The current lack of understanding of CO2 flow behavior in deep shale layers, particularly with its expected phase transition and using different measurement techniques, adds many complications to the prediction of the effectiveness of the fracturing process. The intention of the present study was therefore to determine the flow behavior of CO2 in shale formations and the influence of phase transition on it. Further, the influence of utilizing laboratory techniques (steady-state and transient tests) on permeability calculation was also examined. The test results enable the following conclusions to be drawn:
(1).
Much lower permeability values for liquid CO2 compared to gaseous CO2 were observed under transient conditions, due to the reduced slip-flow effect. Considering the significant difference of density between two phases, the mass flow rate of liquid CO2 is much higher than that of gaseous CO2.
(2).
Under steady-state conditions, the heat exchange with the decrease of pore pressure can greatly decrease the flow temperature due to the unique thermodynamic properties of CO2, which can liquefy the gaseous CO2 and extend the length of liquid CO2 along the sample, and much higher density of liquid CO2 can lead to higher flow rate recorded by flowmeter at room temperature. Faster temperature variation at higher injection pressure than 9 MPa can results in the presence of small drikold particles, which is responsible for the unstable flow rate at higher injection pressure.
(3).
Permeability calculated under transient conditions is much lower than that under steady-state conditions, except the reason that the slip-flow effect under steady-state conditions increased the flow behavior of CO2 through the tested sample with ultralow permeability, the influence of temperature variation can be excluded under transient conditions due to its much lower flow rate. During the field fracturing process, liquid CO2 is injected into the formation matrix at high pore pressure, and the conditions are closer to transient laboratory conditions. Therefore, the transient permeability calculation approach is more reliable for the shale fracturing process.
(4).
The variation of apparent permeability with injection pressure is affected by the combined effects of slip-flow effect, temperature variation and effective stress.
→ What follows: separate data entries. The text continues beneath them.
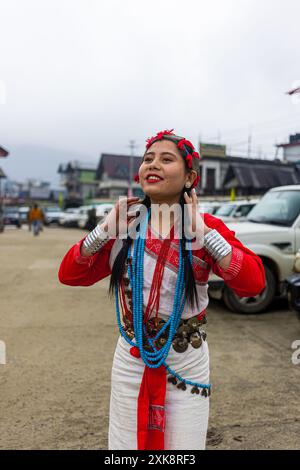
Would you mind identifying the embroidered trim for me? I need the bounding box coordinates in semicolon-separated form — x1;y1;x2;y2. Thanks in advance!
218;246;244;281
75;240;94;266
148;405;166;432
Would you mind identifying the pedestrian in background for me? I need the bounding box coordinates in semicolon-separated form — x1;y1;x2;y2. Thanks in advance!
28;204;45;236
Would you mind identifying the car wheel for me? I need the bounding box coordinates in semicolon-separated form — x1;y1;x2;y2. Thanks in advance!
223;266;276;313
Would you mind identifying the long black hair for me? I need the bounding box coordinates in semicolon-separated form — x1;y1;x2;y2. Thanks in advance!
109;135;199;309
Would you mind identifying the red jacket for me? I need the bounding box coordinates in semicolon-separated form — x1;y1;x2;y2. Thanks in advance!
58;213;266;297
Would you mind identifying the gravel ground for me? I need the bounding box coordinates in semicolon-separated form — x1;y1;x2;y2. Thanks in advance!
0;227;300;449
Under transient conditions without any temperature variation, increasing the injection pressure caused an opposite trend of apparent permeability for gaseous and liquid CO2, because the slip-flow effect dominates the downward of permeability for gaseous CO2 and the effect of effective stress dominates the upward of permeability for liquid CO2, respectively. However, under steady-state conditions, although liquid CO2 showed a similar upward trend to that under transient conditions, gaseous CO2 permeability also exhibited an upward trend with the increase of injection pressure, which is opposite to that under transient conditions, because the influence of temperature variation becomes stronger with the increase of flow rate and increases the apparent permeability with the increase of injection pressure.
(5).
Increasing the confining pressure causes the internal natural micro-fractures or preferential flow pathways in the rock matrix to close, which significantly reduces its flow capacity or permeability. A greater than 1 effective stress coefficient ( χ ) for permeability confirms the greater sensitivity of CO2 to pore pressure compared to confining pressure due to the abundance of clay minerals.

Author Contributions

C.Z. and R.P.G. conceived and designed the experiments; C.Z. performed the experiments; C.Z. and M.S.A.P. analyzed the data and wrote the paper; C.Z. revised the paper according to reviewers’ comments.

Funding

This research received no external funding.

Acknowledgments

This work was performed in part at the Monash Centre for Electron Microscopy (MCEM). Chengpeng would like to acknowledge the scholarship assistance from China Scholarship Council and Monash University.

Conflicts of Interest

The authors declare no conflict of interest.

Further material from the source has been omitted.